OP-ED CONTRIBUTOR Will the Opposition Lead?


The war in Iraq may end up going well or catastrophically, but either way, this war has always been central to the broader war on terror. That is because terror has never been a matter of a few hundred crazies who could be rounded up by the police and special forces. Terror grows out of something larger — an enormous wave of political extremism.

The wave began to swell some 25 years ago and by now has swept across a big swath of the Muslim world. The wave is not a single thing. It consists of several movements or currents, which are entirely recognizable. These movements draw on four tenets: a belief in a paranoid conspiracy theory, according to which cosmically evil Jews, Masons, Crusaders and Westerners are plotting to annihilate Islam or subjugate the Arab people; a belief in the need to wage apocalyptic war against the cosmic conspiracy; an expectation that, post-apocalypse, the Islamic caliphate of ancient times will re-emerge as a utopian new society; and a belief that, meanwhile, death is good, and should be loved and revered.

A quarter century ago, some of the extremist movements pictured the coming utopia in a somewhat secular light, and others in a theocratic light. These differences, plus a few other quarrels, led to hatred and even war, like the one between Iran and Iraq. The visible rivalries left an impression in some people's minds that nothing tied together these sundry movements.

American foreign policy acted on that impression, and tried to play the movements against one another, and backed every non-apocalyptic dictator who promised to keep the extremists under control. The American policy was cynical and cruel. It did nothing to prevent those sundry movements and dictators from committing murders on a gigantic scale.

Nor did the policy produce anything good for America, in the long run. For the sundry movements did share a common outlook, which ought to have been obvious all along — the paranoid and apocalyptic outlook of European fascism from long ago, draped in Muslim robes. These movements added up to a new kind of modern totalitarianism. And, in time, the new totalitarianism found its common point, on which everyone could agree. This was the shared project of building the human bomb. The Shiite theocrats of Iran pioneered the notion of suicide terror. And everyone else took it up: Sunni theocrats, Baathist anti-theocrats of Iraq and Syria, the more radical Palestinian nationalists, and others, too.

The Sept. 11 attacks came from a relatively small organization. But Al Qaeda was a kind of foam thrown up by the larger extremist wave. The police and special forces were never going to be able to stamp out the Qaeda cells so long as millions of people around the world accepted the paranoid and apocalyptic views and revered suicide terror. The only long-term hope for tamping down the terrorist impulse was to turn America's traditional policies upside down, and come out for once in favor of the liberal democrats of the Muslim world. This would mean promoting a counter-wave of liberal and rational ideas to combat the allure of paranoia and apocalypse.

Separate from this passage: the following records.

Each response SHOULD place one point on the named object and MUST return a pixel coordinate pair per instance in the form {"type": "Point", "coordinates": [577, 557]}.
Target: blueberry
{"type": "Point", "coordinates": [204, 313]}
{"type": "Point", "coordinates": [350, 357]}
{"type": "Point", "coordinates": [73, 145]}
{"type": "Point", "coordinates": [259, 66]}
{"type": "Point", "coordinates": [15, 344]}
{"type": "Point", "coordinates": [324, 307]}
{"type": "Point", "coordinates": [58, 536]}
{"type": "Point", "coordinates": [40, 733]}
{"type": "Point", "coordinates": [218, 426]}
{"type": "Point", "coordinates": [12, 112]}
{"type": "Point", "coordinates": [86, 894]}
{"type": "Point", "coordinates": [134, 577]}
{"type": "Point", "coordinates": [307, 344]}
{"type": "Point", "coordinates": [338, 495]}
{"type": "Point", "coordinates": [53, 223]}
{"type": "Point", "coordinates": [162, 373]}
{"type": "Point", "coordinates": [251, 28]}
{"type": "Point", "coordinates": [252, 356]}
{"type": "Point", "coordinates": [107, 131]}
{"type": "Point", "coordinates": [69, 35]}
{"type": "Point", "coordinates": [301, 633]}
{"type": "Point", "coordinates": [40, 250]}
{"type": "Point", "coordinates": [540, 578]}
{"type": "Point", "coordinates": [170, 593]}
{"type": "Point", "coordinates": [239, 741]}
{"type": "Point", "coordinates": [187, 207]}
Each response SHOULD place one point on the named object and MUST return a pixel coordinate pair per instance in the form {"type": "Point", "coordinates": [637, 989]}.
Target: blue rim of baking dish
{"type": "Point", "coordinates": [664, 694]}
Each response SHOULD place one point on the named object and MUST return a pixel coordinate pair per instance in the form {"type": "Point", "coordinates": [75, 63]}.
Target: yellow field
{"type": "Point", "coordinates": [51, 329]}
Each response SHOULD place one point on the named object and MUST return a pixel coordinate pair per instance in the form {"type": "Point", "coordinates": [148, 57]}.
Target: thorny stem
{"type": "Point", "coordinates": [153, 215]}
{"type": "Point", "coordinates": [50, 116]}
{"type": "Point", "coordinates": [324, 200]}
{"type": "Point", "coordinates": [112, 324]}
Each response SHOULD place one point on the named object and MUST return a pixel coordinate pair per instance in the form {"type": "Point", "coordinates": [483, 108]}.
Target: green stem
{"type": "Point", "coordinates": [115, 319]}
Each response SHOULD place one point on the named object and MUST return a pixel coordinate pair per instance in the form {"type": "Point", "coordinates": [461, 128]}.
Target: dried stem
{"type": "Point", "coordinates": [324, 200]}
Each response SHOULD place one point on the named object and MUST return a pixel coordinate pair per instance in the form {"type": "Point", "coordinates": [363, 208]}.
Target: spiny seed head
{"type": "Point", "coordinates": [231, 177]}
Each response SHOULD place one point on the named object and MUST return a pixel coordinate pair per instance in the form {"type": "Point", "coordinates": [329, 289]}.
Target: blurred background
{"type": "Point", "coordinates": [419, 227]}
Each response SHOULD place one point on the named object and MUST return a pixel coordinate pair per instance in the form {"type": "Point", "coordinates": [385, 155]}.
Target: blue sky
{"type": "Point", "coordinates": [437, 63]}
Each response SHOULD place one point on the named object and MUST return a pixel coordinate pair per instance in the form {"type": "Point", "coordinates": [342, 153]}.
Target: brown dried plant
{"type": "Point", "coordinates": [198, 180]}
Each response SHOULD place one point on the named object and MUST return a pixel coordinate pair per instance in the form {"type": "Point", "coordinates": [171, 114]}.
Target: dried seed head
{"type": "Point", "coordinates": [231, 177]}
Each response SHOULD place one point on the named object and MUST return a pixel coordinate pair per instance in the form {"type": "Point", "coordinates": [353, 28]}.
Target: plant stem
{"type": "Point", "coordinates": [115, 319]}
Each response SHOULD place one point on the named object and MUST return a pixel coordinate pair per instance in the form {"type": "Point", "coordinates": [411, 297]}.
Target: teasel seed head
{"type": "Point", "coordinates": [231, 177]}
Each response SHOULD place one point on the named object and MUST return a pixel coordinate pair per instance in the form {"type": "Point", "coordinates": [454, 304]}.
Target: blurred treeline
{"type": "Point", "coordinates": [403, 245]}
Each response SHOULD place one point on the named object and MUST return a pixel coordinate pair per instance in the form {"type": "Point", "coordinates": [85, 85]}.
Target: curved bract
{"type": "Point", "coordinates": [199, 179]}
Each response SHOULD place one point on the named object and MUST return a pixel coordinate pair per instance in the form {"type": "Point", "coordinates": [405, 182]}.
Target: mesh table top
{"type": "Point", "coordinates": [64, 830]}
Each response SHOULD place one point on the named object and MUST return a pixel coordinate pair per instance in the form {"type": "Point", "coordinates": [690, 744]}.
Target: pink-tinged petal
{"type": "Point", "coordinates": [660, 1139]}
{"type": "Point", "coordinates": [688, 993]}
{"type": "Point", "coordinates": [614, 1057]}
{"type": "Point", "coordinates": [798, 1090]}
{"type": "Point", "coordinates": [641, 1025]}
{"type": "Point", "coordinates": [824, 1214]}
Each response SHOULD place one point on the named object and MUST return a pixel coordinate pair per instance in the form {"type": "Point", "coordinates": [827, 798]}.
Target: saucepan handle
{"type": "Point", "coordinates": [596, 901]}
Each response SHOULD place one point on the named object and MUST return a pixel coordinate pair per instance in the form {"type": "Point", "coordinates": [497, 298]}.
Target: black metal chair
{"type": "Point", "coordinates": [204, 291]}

Some people argue that anti-totalitarian revolutions can never be brought about from outside. The history of World War II says otherwise. Some people respond with the observation that Germany, Italy and Japan are nothing like the Muslim world. In Afghanistan, the American-led invasion has nonetheless brought about an anti-totalitarian revolution. A pretty feeble revolution, true — but even feeble progress suggests large possibilities.

The whole point in overthrowing Saddam Hussein, from my perspective, was to achieve those large possibilities right in the center of the Muslim world, where the ripples might lead in every direction. Iraq was a logical place to begin because, for a dozen years, the Baathists had been shooting at American and British planes, and inciting paranoia and hatred against the United States, and encouraging the idea that attacks can successfully be launched against American targets, and giving that idea some extra oomph with the bluff about fearsome weapons. The Baathists, in short, contributed their bit to the atmosphere that led to Sept. 11. Yet Iraq could also boast of liberal democrats and some admirable achievements in the Kurdish north, which meant there were people to support, and not just to oppose. Such were the hopes.

As for the results — well, in one respect, these have turned out to be, in spite of everything, almost comically successful. Baathism's super-weapons may have been a figment of the universal imagination; but as soon as the United States elevated this figment into a world crisis, astonishing progress was made in tracking down weapons programs and trafficking in Libya, Iran, Dubai and Pakistan. Some people will go on insisting that sudden progress on these matters has nothing to do with Iraq, and the dominoes tumbled simultaneously by sheer coincidence — but some people will believe anything.

Nobody can doubt, however, that even in its planning stages, the invasion and occupation of Iraq were depressingly bungled. The whole thing was done in an odd mood of hysteria and parsimony, a bad combination. It is tempting to conclude that, all in all, we would have been better off staying out of Iraq altogether — and maybe this will turn out to be the case.

But everyone who feels drawn to that conclusion had better acknowledge its full meaning: the unavoidable implication that we would be better off today with Saddam Hussein in power; better off with economic sanctions still strangling the Iraqi people; better off with American army bases still occupying Saudi soil (Osama bin Laden's original grievance against us); and better off without the progress on weapons proliferation in the Muslim world (unless you believe in the sheer-coincidence theory, in which case, you think that progress would have happened willy-nilly). That is a pretty horrifying set of alternatives.

Now we need allies — people who will actually do things, and not just offer benedictions from afar. Unfortunately — how many misfortunes can fall upon our heads at once? — finding allies may not be easy. Entire populations around the world feel a personal dislike for America's president, which makes it difficult for even the friendliest of political leaders in some countries to take pro-American positions.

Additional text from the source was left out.